Following his recent film on the Victorian benefits system, this eye-opening documentary once again saw Ian Hislop attempting to take some of the heat out of an incendiary hot button topic by setting Britain’s immigration debate in a useful historical context.
The question of who we let in and who we keep out is one that’s ‘haunted’ us for generations, argued Hislop. But for the Victorians, an open door policy of welcoming all asylum seekers – even known terrorists, like the French republican bomber Simon Bernard – was at the heart of Britain’s self-identity. ‘This country is the asylum of nations,’ thundered The Times in 1853, vowing to defend the principle ‘to the last of its treasure and the last drop of its blood’.
But by the turn of the 20th century, an influx of Jewish refugees from Eastern Europe had attracted the ire of the ‘British Brothers League’ – essentially a Victorian version of Britain First, but with better spelling – while the press stirred the pot with #fakenews about the non-existent massacre of British subjects by the Chinese in a bid to stoke fear of ‘the Yellow Peril’. Sounding familiar?
Hislop visibly struggled to hide his disgust as modern tabloid contrarian Katie Hopkins brazenly defended her description of refugees as ‘cockroaches’ and ‘vermin’ who should be turned back using gunships. Insisting she was merely a reaction against the Metropolitan Liberal Elite™, Hopkins told Hislop: ‘It’s because of people like you that there are people like me. You are Dr Frankenstein and I am your monster.’ Blimey – I think it’s fair to say she won’t be renewing her Private Eye subscription.
Hislop’s great skill is the way he tackles such weighty issues with a lightness of touch – happy to camp it up with silly wigs and hats, while the jaunty animated graphics and music had more than a hint of Monty Python about them.
Despite that, there was no doubting the seriousness of Hislop’s purpose, elucidated in a closing appeal in which he advocated not an open door policy, but at least an open mind one.
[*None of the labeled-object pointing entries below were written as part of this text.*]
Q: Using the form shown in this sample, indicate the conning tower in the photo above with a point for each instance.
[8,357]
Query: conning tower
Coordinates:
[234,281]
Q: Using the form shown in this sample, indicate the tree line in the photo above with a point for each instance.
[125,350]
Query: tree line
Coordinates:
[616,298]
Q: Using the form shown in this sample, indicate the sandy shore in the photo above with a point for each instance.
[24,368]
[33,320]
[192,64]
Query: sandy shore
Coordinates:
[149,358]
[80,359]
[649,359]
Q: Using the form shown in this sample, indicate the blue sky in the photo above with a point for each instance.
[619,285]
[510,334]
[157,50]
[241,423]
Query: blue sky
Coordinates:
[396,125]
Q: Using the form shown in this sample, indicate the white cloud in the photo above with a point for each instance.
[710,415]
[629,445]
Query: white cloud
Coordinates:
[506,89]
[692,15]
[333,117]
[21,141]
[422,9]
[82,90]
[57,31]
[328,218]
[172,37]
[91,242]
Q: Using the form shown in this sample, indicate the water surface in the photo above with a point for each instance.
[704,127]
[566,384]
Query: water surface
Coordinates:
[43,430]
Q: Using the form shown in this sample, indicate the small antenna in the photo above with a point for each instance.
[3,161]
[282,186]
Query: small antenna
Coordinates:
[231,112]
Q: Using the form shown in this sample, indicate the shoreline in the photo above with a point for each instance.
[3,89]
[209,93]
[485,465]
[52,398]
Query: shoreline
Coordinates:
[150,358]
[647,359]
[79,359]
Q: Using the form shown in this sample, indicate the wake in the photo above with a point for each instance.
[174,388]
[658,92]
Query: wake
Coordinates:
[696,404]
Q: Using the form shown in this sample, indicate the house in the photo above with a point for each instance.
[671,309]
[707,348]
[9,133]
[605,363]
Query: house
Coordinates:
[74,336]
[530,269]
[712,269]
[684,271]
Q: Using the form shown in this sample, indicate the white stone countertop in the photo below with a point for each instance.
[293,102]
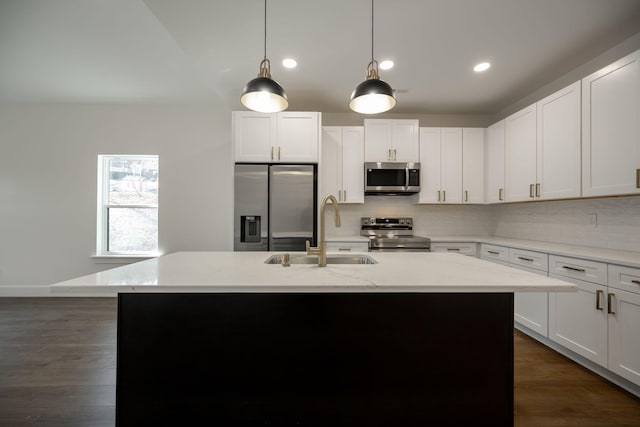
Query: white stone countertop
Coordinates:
[247,272]
[611,256]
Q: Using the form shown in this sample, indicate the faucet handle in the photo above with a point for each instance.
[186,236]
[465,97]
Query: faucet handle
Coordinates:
[311,250]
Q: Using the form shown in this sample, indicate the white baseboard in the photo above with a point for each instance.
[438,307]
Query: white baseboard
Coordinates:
[603,372]
[25,291]
[44,291]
Peter Kay’s Comedy Shuffle,
Remember when people used to complain about ‘bl***y repeats’ all the time? We must have had less to worry about back then. Anyway, now the repeats are chopped up and called a ‘Comedy Shuffle’. But at a time when we’ve been battered by bad news, I have no complaints at all about dipping into a selection box of Peter Kay’s best bits, even if the only new thing he’s actually contributed is a title sequence. And, to be honest, even that made me laugh.
The Celebrity Crystal Maze
This revival of the action-packed 80s game show kicked off with a charity special largely made up of reality TV stars that, according to new host Richard Ayoade, ‘society has accorded celebrity status’. With the exception of jungle queen Vicky Pattison, they were a pretty hopeless bunch, which made it hard to tell whether Ayoade’s air of quiet despair – such as when wearily explaining to them what ‘adjacent’ means – was real or an act. Either way, he’s an inspired choice.